As for whom, if not Strauss-Kahn, will take over the Fund next, here are some of the names getting tossed around:
- Former Turkish finance minister Kemal Dervis (No direct experience at the IMF)
- Pimco CEO Mohammed El-Erian (El-Arian spent 15 years at the Fund from 1984 through 1999)
- Other names that have surfaced include South Africa’s Finance Minister Trevor Manuel
- Central Bank of India headman S. Sridhar
- French finance minister Christine Lagarde
- Even former UK Prime Minister and Chancellor of the Exchequer Gordon Brown has been proposed (and sabotaged by current PM David Cameron).
But until Strauss-Kahn formally resigns (if he ever does), the main focus is on DSK’s immediate stand-in, John Lipsky.
Not surprisingly, the new boss is already getting some peremptory criticism.
Here, we answer some of those questions.
Question #1: “Who is John Lipsky and can he do the job?”
Answer: He’s from Iowa and yes, all signs point to, he can.

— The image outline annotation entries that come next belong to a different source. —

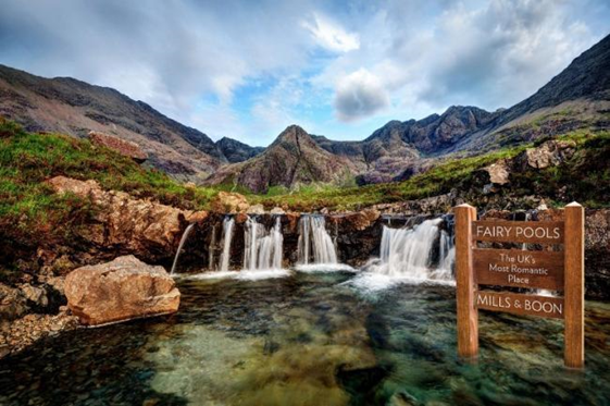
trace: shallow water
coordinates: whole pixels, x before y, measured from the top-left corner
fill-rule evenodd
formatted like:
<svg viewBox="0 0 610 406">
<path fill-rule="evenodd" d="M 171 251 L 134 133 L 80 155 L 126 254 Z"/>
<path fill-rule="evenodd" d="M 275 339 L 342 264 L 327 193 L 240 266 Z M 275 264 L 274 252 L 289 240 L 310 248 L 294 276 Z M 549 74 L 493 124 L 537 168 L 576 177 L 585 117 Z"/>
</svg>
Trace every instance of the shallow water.
<svg viewBox="0 0 610 406">
<path fill-rule="evenodd" d="M 366 290 L 340 271 L 178 285 L 176 315 L 1 360 L 0 404 L 610 405 L 608 304 L 587 303 L 581 373 L 562 367 L 562 322 L 490 312 L 478 364 L 460 362 L 451 286 Z"/>
</svg>

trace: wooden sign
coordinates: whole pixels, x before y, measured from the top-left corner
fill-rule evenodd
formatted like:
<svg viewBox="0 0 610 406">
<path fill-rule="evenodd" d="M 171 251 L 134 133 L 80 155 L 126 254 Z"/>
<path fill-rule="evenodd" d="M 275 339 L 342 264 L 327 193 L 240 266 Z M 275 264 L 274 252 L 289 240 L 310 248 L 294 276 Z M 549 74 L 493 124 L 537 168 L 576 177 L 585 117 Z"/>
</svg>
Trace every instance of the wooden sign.
<svg viewBox="0 0 610 406">
<path fill-rule="evenodd" d="M 476 292 L 476 307 L 513 315 L 563 319 L 563 297 L 478 291 Z"/>
<path fill-rule="evenodd" d="M 562 244 L 563 222 L 558 221 L 473 221 L 476 241 L 496 243 Z"/>
<path fill-rule="evenodd" d="M 563 291 L 563 253 L 473 248 L 480 285 Z"/>
<path fill-rule="evenodd" d="M 469 205 L 455 208 L 458 354 L 478 354 L 478 309 L 563 319 L 564 364 L 583 368 L 584 208 L 570 204 L 564 221 L 477 221 Z M 476 242 L 528 243 L 563 250 L 477 248 Z M 478 285 L 563 291 L 563 297 L 481 291 Z"/>
</svg>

The 64 year-old Lipsky was born in Cedar Rapids, Iowa and attended top schools like Wesleyan University and Stanford Business School (from which he received a PhD. In Economics). He has a career chock full of international experience including two years of service as the IMF’s representative in Chile and three years as Salomon Brothers’ Director of European Economic and Market Analysis Group.

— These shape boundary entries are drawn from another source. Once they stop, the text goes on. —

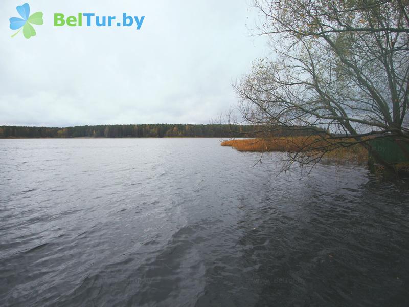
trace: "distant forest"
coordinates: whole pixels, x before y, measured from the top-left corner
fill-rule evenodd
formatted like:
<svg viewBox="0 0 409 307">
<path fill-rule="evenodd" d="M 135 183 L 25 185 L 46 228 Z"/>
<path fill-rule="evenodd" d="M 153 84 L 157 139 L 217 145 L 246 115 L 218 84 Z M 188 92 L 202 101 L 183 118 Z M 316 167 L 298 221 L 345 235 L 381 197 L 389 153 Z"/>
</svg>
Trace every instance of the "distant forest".
<svg viewBox="0 0 409 307">
<path fill-rule="evenodd" d="M 0 126 L 0 138 L 164 138 L 245 136 L 254 126 L 156 124 L 100 125 L 66 128 Z"/>
</svg>

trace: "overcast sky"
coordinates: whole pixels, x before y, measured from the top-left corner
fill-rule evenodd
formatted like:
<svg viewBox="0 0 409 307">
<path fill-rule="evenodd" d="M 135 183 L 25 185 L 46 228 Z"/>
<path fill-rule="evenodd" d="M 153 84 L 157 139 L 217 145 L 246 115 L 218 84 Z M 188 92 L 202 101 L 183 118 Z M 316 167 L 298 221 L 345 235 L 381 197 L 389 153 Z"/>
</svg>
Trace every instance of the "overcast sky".
<svg viewBox="0 0 409 307">
<path fill-rule="evenodd" d="M 252 0 L 31 0 L 44 24 L 9 28 L 2 0 L 0 125 L 208 123 L 237 104 L 231 83 L 268 51 Z M 145 16 L 136 27 L 55 27 L 54 13 Z"/>
</svg>

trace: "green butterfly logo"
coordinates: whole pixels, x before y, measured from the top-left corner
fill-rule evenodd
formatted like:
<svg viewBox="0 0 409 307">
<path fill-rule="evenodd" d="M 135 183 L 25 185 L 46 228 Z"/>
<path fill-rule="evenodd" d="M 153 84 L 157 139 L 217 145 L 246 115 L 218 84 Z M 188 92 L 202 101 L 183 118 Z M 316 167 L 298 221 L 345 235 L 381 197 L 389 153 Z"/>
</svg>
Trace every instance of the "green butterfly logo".
<svg viewBox="0 0 409 307">
<path fill-rule="evenodd" d="M 28 39 L 32 36 L 35 36 L 35 30 L 31 24 L 42 25 L 44 23 L 42 20 L 42 12 L 37 12 L 30 16 L 30 6 L 28 3 L 17 6 L 17 11 L 21 18 L 13 17 L 10 18 L 10 28 L 11 30 L 18 30 L 11 37 L 14 37 L 20 33 L 21 28 L 22 28 L 22 34 L 26 38 Z"/>
</svg>

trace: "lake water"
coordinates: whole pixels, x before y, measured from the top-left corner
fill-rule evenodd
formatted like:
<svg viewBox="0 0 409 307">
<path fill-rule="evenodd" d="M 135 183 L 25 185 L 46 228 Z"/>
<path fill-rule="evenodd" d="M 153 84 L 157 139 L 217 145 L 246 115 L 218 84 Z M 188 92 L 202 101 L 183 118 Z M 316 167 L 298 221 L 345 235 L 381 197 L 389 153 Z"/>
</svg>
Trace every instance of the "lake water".
<svg viewBox="0 0 409 307">
<path fill-rule="evenodd" d="M 409 182 L 281 157 L 0 140 L 0 305 L 407 306 Z"/>
</svg>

Question #2: ” Lipsky is American, but usually a European runs the IMF, right?
Answer: Correct and yes.
The quasi-formalized tradition of having a European run the IMF while putting an American at the head of The World Bank is simply that, an unofficial tradition.

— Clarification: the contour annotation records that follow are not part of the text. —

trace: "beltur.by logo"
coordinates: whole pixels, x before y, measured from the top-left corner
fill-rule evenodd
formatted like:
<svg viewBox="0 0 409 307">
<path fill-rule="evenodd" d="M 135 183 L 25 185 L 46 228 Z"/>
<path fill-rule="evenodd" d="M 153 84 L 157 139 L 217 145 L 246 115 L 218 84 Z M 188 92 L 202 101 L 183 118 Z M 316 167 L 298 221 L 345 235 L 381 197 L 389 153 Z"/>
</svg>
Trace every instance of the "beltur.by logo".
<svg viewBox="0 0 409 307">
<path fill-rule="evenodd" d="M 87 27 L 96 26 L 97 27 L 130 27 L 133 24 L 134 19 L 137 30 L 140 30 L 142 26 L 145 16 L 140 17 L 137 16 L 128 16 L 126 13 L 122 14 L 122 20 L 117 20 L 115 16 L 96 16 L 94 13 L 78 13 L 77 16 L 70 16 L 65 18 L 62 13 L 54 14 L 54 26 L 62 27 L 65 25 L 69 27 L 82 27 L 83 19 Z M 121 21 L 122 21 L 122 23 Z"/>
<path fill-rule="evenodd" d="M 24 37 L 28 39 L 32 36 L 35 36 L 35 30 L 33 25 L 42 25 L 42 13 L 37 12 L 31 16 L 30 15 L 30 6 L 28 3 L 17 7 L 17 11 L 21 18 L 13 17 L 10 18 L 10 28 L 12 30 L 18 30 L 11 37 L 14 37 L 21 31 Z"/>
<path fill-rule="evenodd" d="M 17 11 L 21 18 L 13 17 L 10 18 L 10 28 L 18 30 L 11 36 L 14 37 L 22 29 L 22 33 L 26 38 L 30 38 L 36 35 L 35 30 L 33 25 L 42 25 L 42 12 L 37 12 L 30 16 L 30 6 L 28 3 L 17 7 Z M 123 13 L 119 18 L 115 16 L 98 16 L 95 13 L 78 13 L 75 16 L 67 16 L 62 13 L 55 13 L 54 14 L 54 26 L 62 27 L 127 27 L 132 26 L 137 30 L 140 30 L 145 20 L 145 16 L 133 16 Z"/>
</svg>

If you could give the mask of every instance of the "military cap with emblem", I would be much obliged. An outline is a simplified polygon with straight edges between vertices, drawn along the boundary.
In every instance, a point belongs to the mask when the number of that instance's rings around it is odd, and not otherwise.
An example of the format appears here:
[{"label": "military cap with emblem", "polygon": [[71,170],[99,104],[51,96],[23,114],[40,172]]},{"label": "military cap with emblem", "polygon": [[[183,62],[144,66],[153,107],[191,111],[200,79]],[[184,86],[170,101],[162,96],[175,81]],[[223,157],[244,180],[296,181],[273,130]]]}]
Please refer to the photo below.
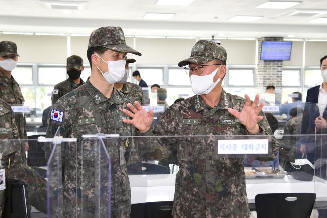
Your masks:
[{"label": "military cap with emblem", "polygon": [[17,53],[17,46],[14,42],[10,41],[0,42],[0,57],[14,55],[19,56]]},{"label": "military cap with emblem", "polygon": [[190,63],[201,64],[214,59],[219,60],[226,64],[226,50],[215,42],[200,40],[195,43],[192,49],[190,58],[178,63],[178,66],[184,66]]},{"label": "military cap with emblem", "polygon": [[119,52],[142,55],[140,52],[126,45],[124,32],[120,27],[103,27],[94,30],[90,36],[88,48],[98,46]]},{"label": "military cap with emblem", "polygon": [[72,55],[67,58],[67,68],[79,69],[83,66],[83,59],[77,55]]}]

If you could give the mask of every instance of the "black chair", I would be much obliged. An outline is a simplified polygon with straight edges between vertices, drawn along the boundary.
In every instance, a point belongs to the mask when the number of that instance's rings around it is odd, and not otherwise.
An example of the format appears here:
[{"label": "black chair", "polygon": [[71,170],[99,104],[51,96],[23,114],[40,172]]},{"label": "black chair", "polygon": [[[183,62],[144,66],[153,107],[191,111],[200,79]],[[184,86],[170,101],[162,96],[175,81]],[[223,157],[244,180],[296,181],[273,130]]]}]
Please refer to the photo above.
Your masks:
[{"label": "black chair", "polygon": [[313,193],[259,194],[255,197],[258,218],[309,218],[316,194]]},{"label": "black chair", "polygon": [[168,167],[159,164],[148,163],[137,163],[127,166],[128,175],[140,174],[169,174]]},{"label": "black chair", "polygon": [[28,151],[27,158],[27,165],[33,167],[46,166],[47,162],[44,156],[45,152],[45,145],[44,142],[37,141],[38,137],[40,136],[45,137],[44,135],[35,135],[28,136],[30,148]]},{"label": "black chair", "polygon": [[25,186],[18,180],[6,180],[5,205],[2,218],[30,218]]}]

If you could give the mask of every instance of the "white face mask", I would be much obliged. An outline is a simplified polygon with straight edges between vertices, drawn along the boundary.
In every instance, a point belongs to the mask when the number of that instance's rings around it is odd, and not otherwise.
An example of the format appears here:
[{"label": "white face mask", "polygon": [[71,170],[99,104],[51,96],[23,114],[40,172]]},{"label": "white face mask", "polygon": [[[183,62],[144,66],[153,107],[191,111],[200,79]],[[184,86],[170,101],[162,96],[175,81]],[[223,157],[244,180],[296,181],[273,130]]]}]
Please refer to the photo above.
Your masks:
[{"label": "white face mask", "polygon": [[323,78],[323,81],[327,82],[327,69],[321,70],[321,76],[322,76],[322,78]]},{"label": "white face mask", "polygon": [[213,78],[221,66],[208,75],[199,76],[194,74],[191,75],[190,77],[191,87],[193,92],[198,95],[206,95],[210,93],[221,80],[220,78],[218,78],[217,81],[213,82]]},{"label": "white face mask", "polygon": [[127,78],[128,78],[128,73],[129,72],[129,69],[125,69],[125,75],[123,77],[121,80],[120,80],[119,81],[117,82],[118,83],[126,83],[126,81],[127,81]]},{"label": "white face mask", "polygon": [[98,57],[100,58],[103,61],[106,62],[108,65],[108,70],[109,72],[102,72],[99,68],[98,66],[96,65],[98,70],[102,74],[108,83],[113,84],[120,81],[125,75],[125,65],[126,65],[126,60],[116,60],[114,61],[105,61],[99,55],[95,54]]},{"label": "white face mask", "polygon": [[6,71],[12,71],[17,66],[17,62],[11,58],[0,60],[0,67]]}]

While we want to steer clear of patriotic breast beating, it seems ludicrous to suggest that a proven, globally respected economic voice like Lipsky’s should be muted by a “power-sharing” agreement that allowed an accused sexual predator to head the world’s most influential macroeconomic organisation.
In addition to the professional “bona fides” listed above, Lipsky has been married to his Hungarian-born wife Zsuzsanna Karasz, for over 30 years so his familiarity with Europe is both professional and personal.
Question #3: “Lipsky planned to leave his position as Deputy this August. Does he even want this job?”
Answer: Maybe not.
Lipsky surprised almost everyone last Friday by announcing his intention to resign his post at the end of August. Even more people were caught off guard the very next day when Strauss-Kahn was arrested for an alleged sexual attack on his hotel maid.
But perhaps Lipsky’s desire to step aside signifies a type of humble self-awareness that the IMF should be looking for in its new helmsman.
However even if Lipsky is courted by the Fund, he might still retire as his family is still based in Brooklyn, New York and the grind of the job might not appeal to a man who has served for a sum total of almost two decades and made a tidy sum of money in the years that bisected his IMF stints.
Question #4: “What is the IMF and do we even need it?”
Answer: Perhaps more than ever, and no one would know better than John Lipsky.
With the global financial crisis still being felt acutely around the world and an impending food crisis looming on the horizon, a strong case can be made that the IMF’s mandate to regulate the exchange rates of 186 currencies will be vital to the recovery of smaller world financial markets and will be even more critical to regulating the cost of commodities like grain, should hunger reach epidemic proportions in Third World nations.
An economist like Lipsky, with an intellect that has led to his being hailed as “one of the top [economists] in the world right now,” and a long, intimate history with the IMF and its inner machinations, would seem to be an ideal person to create an IMF that will make its efficacy felt in the years to come.